Being able to regulate our impulses and desires can become a habit just like any other; the more we practice the thoughts and behavioural routines associated with self-control the stronger it becomes. And just like a muscle we can choose to flex it – or not.
However exercising willpower takes effort and for many of us this is a limited resource. In other words demonstrating self-control or making tough decisions is physically tiring, or conversely, being tired can impair our willpower and our ability to make decisions.
We know that after ‘a hard day at the office’ many of us eventually succumb to temptation perhaps by overdoing our alcohol intake or breaking the diet we had firmly ‘resolved’ to follow.

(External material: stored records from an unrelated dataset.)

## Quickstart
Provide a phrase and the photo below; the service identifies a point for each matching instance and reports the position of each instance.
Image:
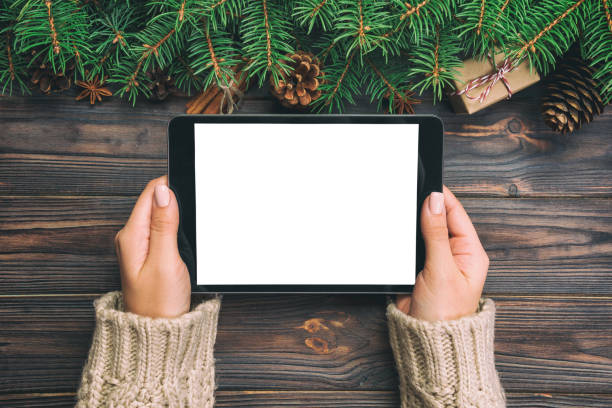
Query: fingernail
(162, 195)
(436, 203)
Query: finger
(140, 219)
(163, 246)
(458, 221)
(435, 233)
(132, 241)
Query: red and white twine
(500, 75)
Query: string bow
(504, 68)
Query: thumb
(435, 233)
(164, 226)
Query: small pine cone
(300, 86)
(571, 97)
(161, 84)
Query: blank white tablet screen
(317, 204)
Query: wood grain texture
(70, 148)
(319, 343)
(65, 245)
(322, 399)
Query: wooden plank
(505, 150)
(323, 399)
(543, 345)
(65, 245)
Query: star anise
(403, 101)
(94, 89)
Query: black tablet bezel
(181, 178)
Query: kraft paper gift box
(518, 78)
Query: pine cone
(299, 87)
(161, 84)
(570, 96)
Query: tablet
(303, 203)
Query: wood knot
(313, 325)
(515, 126)
(513, 190)
(318, 345)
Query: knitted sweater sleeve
(139, 361)
(446, 363)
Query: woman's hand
(154, 278)
(456, 265)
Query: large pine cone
(300, 86)
(571, 97)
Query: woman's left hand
(154, 278)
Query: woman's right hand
(450, 284)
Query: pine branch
(315, 13)
(265, 33)
(12, 64)
(59, 28)
(363, 24)
(222, 13)
(212, 53)
(420, 20)
(547, 32)
(485, 25)
(434, 61)
(341, 80)
(387, 84)
(597, 46)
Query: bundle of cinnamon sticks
(215, 99)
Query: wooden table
(69, 175)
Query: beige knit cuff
(136, 359)
(446, 363)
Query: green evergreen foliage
(373, 46)
(597, 45)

Although the brain comprises only about 2% of the body’s weight, it uses up to 20% of its energy requirements. An important source of this energy is blood glucose. Exerting self-control can use up the brain’s blood glucose. Whilst replacing it can sometimes temporarily give us a boost of energy, this doesn’t fully explain how some people can sustain self-control even when under extreme or prolonged physical or mental pressure.
In contrast when addiction and craving have developed there are those who contend that will-power and ‘choice’ disappear so that quitting is not only difficult but complicated. Because this reinforces the belief that the loss of self-control is due to the substance, a belief often shared between the addict and potential helpers, this expectation becomes self-fulfilling.
Roy Baumeister[1], a social psychologist at Florida State University, has challenged the assumption that craving for substances such as drugs, alcohol and nicotine (and you could also add palatable food), takes over an addicts life because they become preoccupied with satisfying their needs.
Baumeister points out that the brain changes which occur in addiction do not actually affect the areas essential for self-control. The Prefrontal Motor Cortex, the area responsible for the action or behaviour, is still functionally intact.
Indeed staying addicted requires a number of strategies, often carried out despite significant obstacles, which not only requires effort but also significant willpower! In other words the addict’s ability to consistently plan and execute strategies to maintain their habit is an example of ‘willfulness’.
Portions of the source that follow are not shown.